Good Monday to y'all folks out there in the world. :) We are having a fine sunny day cranking up around here. Going to be some nice warm temperatures this week. Close to 70 Wednesday and Thursday.
The other day I posted a new picture of Rusty. Here is a picture I took this morning of Ruby and Rudy. All three of my babies are growing up. They sure did help me get through the winter months. I am glad I hatched them.
This past weekend was a great one. Saturday it was really brutally cold, but we spent it at Fernbank Museum...so winter could blast away...we were indoors.
With the flexibility of Shelby being homeschooled we will often go places like the museum during the week. With Ian starting to take whole weekends off..we are out there with all the other folks...the crowds.
Not being used to this, we found the people all around us to be somewhat uncomfortable, but it wasnt as bad as you would think. Believe it or not, there were a lot of children there with their parents, and the children seemed very well behaved, young and old alike. I guess if you have a wild child you know not to take them to a museum. It would be like taking a bull into a china shop! We had a good time anyway.
Making our way home I needed to stop at Tractor Supply to get feed for the animals. We started to stop at the one in Hiram...but decided to go eat supper at Fuddruckers in Rome, so went on to that TSC in Rome instead. That one is better anyway. The one in Hiram tends to be slack. No one asks if you need help getting all those bags of feed out into the truck. Someone always is willing to help at the one in Rome. This time Ian was with me, so he did the hard work of lifting all those 50 pounds bags into the truck for me.
They had three baby ducks left. They had a lot of white bunnies for sale too. Shelby is really good with rabbits. She has three now. She wanted another, but said she would wait until Tyler passed on to get anymore. What a sensible girl she is. She said three was enough responsibility. She has been so good about taking those three out onto the grass on the nicer days. They have been out three times this past week.
They also had some leftover chicks...just the cornish rocks it looked like. They were yellow chicks...so they were either leghorns or rocks. The yellow chicks will be white when grown.
I told the boy at the check out in Rome the story about the young girl at the one in Hiram. He was not too proud to admit that he didnt know the terms and differences either, but that he was willing to learn.
So right there he asked me the terms and I told him what they were. He admitted that he didnt know what a pullet was.
So I told him these things:
A pullet is any female chicken under a year old.
A cockeral is any male chicken under a year old.
A bantam (he didnt know this either, he asked if that meant a 'fixed' hen or rooster) is a small breed of chicken.
He asked me if I could tell a male from a female when they were day old chicks. I told him the truth...NO. LOL I told him it was hard for the untrained eye to know.
Sunday I spent the better part of the day outside. Cleaning waterers, filling feeders and waterers. Making minor repairs on some of the pens. I moved the Golden Phoenix Pen. Ian had decided to let the pool pump stay open and so when it overfills it drains. Their pen is close to the pump...and has become a terrible muddy mess in there. So they are moved to a dry grassy area. I had to make some repairs once it was moved. When a pen sits in one place for a long time the grass and dirt end up covering a lot of the wooden frame along the bottom. Its not a bad thing as it keeps the pen anchored in some of the high winds that we can get out here. Not so good if you want to move the pen. I got it out without too much trouble and made some minor repairs on it. Good as new now. Oh their legs are looking better after three treatments of mineral oil now. It is just going to take time and keeping on top of the treatments and they will heal up and be fine eventually.
Now...I did have a header up there that spoke of the incubator didnt I?
Yesterday I found two of my Serama hens sitting on a pile of eggs.

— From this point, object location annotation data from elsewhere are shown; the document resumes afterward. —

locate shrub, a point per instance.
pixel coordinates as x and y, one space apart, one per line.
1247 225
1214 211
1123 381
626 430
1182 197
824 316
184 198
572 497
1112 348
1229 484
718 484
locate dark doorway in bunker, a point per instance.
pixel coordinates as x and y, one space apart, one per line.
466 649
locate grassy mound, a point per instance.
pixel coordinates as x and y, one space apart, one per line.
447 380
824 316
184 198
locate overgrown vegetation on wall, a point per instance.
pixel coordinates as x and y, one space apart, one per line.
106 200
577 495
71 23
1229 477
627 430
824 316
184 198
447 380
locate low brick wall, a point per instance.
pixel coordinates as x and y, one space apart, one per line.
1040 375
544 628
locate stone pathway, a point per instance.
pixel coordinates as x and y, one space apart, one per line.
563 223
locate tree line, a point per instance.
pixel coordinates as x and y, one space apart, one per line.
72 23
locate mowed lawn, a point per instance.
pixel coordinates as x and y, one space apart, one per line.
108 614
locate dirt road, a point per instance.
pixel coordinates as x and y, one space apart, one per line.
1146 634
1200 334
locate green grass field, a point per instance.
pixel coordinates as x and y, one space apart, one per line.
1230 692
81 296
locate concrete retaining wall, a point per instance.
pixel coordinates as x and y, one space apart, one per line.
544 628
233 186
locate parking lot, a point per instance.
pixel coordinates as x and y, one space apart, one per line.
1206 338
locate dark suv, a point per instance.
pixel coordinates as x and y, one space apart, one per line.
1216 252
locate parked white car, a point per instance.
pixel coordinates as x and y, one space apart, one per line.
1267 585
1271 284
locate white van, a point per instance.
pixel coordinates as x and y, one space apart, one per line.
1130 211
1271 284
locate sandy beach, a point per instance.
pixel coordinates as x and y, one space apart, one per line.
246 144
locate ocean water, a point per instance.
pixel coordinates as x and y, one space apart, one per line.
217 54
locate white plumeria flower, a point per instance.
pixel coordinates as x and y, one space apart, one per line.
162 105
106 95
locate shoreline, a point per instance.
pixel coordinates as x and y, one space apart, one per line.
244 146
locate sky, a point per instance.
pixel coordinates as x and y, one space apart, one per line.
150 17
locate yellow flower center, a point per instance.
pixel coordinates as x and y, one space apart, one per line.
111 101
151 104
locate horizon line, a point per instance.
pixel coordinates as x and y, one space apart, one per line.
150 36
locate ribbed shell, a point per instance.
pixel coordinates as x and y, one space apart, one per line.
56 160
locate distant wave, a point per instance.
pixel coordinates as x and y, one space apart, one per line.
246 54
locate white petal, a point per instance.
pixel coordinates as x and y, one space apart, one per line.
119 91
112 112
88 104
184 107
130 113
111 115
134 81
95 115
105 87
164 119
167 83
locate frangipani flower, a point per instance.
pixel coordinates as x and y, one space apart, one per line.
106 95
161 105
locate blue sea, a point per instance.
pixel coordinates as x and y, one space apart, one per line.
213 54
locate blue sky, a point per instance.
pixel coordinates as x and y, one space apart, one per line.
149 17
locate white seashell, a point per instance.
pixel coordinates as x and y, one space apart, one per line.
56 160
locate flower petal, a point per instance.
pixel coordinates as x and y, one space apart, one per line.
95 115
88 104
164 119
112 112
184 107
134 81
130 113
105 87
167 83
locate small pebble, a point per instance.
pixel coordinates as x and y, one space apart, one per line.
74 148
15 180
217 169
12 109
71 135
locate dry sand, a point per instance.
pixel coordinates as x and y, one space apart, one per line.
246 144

I took them all. They wre all quite nasty with mud crusted on them. I took three from the other pen of smaller Serama also, not being sat on.

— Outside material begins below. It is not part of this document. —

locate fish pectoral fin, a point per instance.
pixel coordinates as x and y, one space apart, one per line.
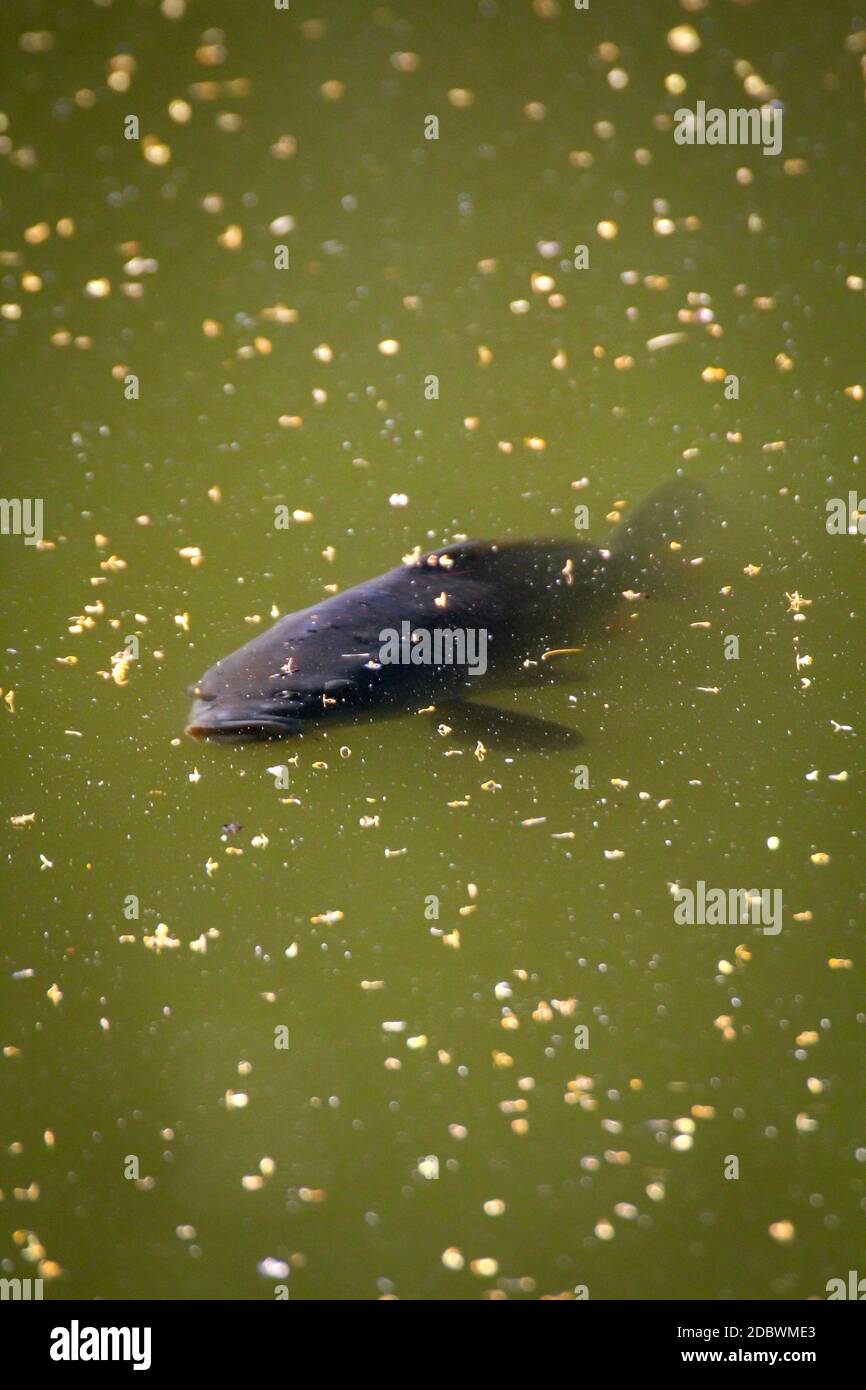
510 729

I took all the nasty eggs in and candled them all (put a flashlight to the egg while in the dark) and out of about 12 eggs there were two that were already growing. You could see the little dark floaty spot in there...that will be the eye eventually...floating around...everything swimming to and fro in there.
Well that was as good an excuse as any to get down the incubator and get those little ones in there and finish them up growing.
So here I go...time to start hatching babies! On the front row are the two I cleaned up (I was taking a chance doing this because it removes the protective layer that keeps bacteria out of the egg...but you should have SEEN them...ugh. I couldnt put those in there with the other eggs like that)
The second row are the eggs I picked up from the smaller Serama. I only have the one hen now...and I thought maybe I should go ahead and hatch some more from them.
The one egg alone is the one Polish egg I have gotten from Kuckoo and Coco.
The last row are the eggs I have been saving for days now from the Sultans. I will really be surprised if any of these are fertile as everytime I have ever seen Rod or the other male trying to mate the two girls it looks off the mark to me. We will see.
I will continue collecting eggs from everyone and keep on hatching til I have had enough. I feel a long hatch season coming on. ;)
One more note of good news. It has been seven days since the last bait was taken. I think all the predators that knew about this food source are gone. Thank goodness.